I thought perhaps I hadn’t tried hard enough last time around, but it still seemed to me that the skewer for the back wheel was on by only a thread or two, and I still couldn’t see how I was going to adjust it, as the bolt for my fenders is right in the way.

I took the bike over to Freewheel and Carlos said, “I don’t think those things are going to work for your bike—the bolt for the fenders is right in the way.” He also said that shortly after he started selling these things, he stopped selling them. They installed them in the first place, so I’m a bit dismayed that they let me leave the store with something that was being held on by only two threads.

He said they have now a similar product from another company that should work fine on my bike, and indeed the new things provide the same security but are very easy to tighten and loosen with the custom key, and they didn’t have to be installed in a less-than-orthodox fashion. If these work out, which I imagine they will, coupled with a cable, that should be ample security, so now I don’t have to buy another bike.

I love deciding to buy something and then realizing I don’t need to, after all. Recently I had a very satisfying clothes-buying project, where I made a list of everything I’d like to have, which was pleasurable, and then I decided I didn’t really need any of it, which was even more pleasurable.
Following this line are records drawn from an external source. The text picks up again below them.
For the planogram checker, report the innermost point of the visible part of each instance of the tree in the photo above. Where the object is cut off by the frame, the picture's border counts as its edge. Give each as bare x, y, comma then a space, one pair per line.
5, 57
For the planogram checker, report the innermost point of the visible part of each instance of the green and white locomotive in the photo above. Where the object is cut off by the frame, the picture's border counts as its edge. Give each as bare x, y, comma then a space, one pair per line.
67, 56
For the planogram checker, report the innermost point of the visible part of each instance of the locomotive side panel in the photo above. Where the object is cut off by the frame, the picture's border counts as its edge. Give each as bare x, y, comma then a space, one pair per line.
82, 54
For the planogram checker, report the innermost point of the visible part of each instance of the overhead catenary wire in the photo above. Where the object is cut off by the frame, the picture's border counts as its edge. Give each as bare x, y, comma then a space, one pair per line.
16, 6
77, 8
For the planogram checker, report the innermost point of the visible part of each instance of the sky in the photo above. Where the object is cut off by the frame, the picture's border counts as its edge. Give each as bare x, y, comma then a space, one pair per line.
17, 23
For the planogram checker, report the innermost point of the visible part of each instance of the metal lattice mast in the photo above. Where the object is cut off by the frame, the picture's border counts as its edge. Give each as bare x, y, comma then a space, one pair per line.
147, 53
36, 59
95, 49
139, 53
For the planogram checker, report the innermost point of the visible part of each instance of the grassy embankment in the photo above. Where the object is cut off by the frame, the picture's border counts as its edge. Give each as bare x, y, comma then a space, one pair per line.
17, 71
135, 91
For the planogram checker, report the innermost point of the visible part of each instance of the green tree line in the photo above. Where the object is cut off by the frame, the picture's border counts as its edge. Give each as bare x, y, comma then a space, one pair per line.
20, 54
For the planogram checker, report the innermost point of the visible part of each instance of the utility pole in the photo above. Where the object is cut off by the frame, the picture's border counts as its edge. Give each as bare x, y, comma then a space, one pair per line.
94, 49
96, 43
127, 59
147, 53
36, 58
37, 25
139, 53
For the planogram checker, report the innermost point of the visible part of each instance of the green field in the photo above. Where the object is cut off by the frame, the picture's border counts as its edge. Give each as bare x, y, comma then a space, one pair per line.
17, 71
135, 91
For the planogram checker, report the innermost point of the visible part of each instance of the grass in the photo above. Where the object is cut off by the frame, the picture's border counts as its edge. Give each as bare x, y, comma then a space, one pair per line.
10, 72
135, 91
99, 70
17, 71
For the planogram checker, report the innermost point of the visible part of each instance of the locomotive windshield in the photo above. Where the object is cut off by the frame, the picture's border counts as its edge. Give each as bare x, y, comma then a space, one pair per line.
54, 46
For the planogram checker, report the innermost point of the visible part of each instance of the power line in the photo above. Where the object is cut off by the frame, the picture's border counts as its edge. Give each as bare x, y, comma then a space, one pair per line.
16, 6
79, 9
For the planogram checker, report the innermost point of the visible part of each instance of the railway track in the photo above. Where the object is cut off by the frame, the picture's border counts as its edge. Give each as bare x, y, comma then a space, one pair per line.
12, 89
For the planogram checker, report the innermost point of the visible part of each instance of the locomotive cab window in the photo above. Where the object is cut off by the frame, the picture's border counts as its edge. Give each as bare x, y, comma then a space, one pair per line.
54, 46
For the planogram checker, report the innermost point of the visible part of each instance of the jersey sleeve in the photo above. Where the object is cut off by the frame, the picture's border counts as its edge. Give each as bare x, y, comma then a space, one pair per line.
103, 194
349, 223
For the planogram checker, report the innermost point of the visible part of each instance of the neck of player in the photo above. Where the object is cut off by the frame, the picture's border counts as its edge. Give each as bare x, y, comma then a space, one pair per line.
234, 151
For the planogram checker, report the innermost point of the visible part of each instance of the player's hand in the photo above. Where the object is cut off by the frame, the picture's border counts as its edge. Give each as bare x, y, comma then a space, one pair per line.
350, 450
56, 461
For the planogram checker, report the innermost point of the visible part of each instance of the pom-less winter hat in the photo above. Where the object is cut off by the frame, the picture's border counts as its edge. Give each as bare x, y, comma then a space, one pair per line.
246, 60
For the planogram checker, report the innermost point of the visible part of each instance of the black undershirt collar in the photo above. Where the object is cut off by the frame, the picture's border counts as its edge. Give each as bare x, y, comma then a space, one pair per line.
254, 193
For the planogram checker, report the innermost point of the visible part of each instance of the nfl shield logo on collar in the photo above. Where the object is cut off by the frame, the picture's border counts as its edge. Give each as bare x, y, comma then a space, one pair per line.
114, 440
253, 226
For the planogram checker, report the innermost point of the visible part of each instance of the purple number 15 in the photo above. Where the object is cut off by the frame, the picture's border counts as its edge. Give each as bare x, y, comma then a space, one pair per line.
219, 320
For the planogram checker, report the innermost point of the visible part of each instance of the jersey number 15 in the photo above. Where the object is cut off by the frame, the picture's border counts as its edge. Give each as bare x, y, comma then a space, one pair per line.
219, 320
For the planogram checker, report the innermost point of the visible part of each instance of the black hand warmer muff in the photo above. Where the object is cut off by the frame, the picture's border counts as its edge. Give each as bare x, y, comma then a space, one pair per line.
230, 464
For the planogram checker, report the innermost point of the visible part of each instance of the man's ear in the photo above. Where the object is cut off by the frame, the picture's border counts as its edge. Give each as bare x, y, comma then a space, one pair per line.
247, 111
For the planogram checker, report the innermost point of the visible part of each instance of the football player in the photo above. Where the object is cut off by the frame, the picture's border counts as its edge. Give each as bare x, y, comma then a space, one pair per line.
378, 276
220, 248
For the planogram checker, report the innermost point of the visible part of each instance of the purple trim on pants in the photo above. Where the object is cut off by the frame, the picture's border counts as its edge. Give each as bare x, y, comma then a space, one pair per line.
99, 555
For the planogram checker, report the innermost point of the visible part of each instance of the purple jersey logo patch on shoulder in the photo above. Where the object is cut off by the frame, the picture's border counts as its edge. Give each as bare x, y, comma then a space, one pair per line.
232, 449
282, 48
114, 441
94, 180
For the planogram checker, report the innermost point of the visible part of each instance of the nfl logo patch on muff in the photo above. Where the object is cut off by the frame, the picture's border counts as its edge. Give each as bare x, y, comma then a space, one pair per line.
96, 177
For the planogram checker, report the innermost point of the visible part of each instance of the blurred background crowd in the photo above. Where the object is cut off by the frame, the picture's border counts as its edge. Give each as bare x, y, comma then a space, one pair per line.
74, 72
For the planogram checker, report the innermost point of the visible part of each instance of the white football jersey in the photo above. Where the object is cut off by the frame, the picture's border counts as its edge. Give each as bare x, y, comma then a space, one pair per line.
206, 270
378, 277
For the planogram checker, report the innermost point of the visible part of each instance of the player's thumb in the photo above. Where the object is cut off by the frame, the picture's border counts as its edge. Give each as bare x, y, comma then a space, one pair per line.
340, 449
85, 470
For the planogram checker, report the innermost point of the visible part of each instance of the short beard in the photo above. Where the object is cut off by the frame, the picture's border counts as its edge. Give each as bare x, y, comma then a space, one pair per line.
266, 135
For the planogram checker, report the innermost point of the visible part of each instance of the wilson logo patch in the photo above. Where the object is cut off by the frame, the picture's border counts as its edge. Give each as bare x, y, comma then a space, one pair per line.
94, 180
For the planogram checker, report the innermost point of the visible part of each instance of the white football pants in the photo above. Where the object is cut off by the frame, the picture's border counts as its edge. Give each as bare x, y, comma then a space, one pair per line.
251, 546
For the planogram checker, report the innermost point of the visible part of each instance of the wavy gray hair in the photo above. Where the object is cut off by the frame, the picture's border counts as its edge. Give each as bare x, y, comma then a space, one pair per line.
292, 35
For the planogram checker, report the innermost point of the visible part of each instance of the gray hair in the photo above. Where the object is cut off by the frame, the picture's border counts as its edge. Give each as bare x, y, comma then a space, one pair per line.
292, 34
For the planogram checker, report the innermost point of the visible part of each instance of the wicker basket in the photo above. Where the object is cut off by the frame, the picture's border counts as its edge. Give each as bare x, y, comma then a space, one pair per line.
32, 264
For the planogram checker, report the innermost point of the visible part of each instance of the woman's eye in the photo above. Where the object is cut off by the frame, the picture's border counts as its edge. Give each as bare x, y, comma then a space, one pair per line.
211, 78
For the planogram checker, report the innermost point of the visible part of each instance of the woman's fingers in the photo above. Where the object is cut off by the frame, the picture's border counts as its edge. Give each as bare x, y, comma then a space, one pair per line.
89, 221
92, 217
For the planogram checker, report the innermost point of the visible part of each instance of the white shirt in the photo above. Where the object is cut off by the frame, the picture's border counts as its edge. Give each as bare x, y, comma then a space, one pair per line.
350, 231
The movies I saw this weekend were Match Point and Junebug. I enjoyed Match Point, though I thought the male lead demonstrated poor character in killing his lover instead of killing his wife. Being a liar and making a pass at his best friend’s fiancée were bad enough, but killing in order to retain money and position rather than to retain a passionate love affair was particularly poor form.
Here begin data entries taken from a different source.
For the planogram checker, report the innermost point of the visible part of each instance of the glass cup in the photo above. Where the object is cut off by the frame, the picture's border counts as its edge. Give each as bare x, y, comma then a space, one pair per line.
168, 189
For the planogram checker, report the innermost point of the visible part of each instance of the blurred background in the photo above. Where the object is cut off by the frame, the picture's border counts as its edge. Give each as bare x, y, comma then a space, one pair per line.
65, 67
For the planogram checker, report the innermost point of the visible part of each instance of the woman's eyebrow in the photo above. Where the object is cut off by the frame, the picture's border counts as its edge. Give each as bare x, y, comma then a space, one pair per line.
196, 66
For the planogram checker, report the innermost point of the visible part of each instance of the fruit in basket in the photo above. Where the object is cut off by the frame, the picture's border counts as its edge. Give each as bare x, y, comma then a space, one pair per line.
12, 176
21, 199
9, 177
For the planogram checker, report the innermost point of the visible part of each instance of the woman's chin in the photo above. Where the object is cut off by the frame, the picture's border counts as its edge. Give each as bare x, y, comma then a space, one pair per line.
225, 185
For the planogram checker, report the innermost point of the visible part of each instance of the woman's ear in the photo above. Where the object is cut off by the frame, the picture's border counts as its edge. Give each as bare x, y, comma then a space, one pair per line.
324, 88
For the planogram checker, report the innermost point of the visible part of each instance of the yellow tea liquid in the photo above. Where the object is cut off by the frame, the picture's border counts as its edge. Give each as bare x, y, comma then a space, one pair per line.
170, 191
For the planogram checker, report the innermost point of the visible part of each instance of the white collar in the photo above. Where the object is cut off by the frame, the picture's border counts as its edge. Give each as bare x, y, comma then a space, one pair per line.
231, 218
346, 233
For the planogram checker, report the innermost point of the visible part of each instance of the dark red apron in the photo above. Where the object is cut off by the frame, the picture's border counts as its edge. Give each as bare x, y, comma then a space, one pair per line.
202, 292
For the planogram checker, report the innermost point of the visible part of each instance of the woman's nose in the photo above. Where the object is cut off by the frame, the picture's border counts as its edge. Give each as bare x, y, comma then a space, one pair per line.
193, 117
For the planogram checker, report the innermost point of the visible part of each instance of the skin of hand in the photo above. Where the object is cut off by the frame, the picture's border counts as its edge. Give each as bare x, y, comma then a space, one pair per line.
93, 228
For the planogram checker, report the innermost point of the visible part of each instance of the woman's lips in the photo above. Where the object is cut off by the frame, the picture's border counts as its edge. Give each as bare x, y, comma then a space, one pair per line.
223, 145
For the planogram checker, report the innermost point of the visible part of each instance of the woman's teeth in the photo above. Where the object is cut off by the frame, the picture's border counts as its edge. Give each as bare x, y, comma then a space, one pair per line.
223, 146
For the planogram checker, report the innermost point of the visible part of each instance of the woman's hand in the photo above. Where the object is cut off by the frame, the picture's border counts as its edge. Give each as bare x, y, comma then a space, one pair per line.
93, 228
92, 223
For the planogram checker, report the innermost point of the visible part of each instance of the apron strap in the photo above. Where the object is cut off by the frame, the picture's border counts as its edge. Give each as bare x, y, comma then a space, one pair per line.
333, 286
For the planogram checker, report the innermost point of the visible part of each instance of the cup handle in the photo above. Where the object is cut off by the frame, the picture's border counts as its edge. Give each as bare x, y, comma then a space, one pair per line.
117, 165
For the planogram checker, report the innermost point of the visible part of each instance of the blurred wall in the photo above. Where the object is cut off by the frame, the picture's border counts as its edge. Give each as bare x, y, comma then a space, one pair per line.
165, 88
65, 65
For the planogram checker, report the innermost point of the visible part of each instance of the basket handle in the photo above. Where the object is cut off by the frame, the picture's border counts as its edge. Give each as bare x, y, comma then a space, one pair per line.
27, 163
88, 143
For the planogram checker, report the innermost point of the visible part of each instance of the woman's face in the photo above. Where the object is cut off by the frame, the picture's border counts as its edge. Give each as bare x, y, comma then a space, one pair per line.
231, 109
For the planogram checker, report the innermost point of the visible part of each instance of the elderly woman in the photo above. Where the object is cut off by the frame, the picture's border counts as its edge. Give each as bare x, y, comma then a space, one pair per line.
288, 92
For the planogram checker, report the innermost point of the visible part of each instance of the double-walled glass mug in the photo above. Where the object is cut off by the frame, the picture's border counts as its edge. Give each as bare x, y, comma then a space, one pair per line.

As for Junebug, I didn’t think it was very good. I couldn’t figure out whether the moral was to love your family members even though they’re not perfect, or whether the director was saying to leave them behind as soon as possible and create the family of your choosing.

I'm lucky—I have both kinds of families, and if my worst problem is that they aren’t conveniently located in the same place, that’s a pretty luxurious problem. As Thoreau says, "The value of a man is not in his skin, that we should touch him." Also, "I have found that no exertion of the legs can bring two minds much nearer to one another."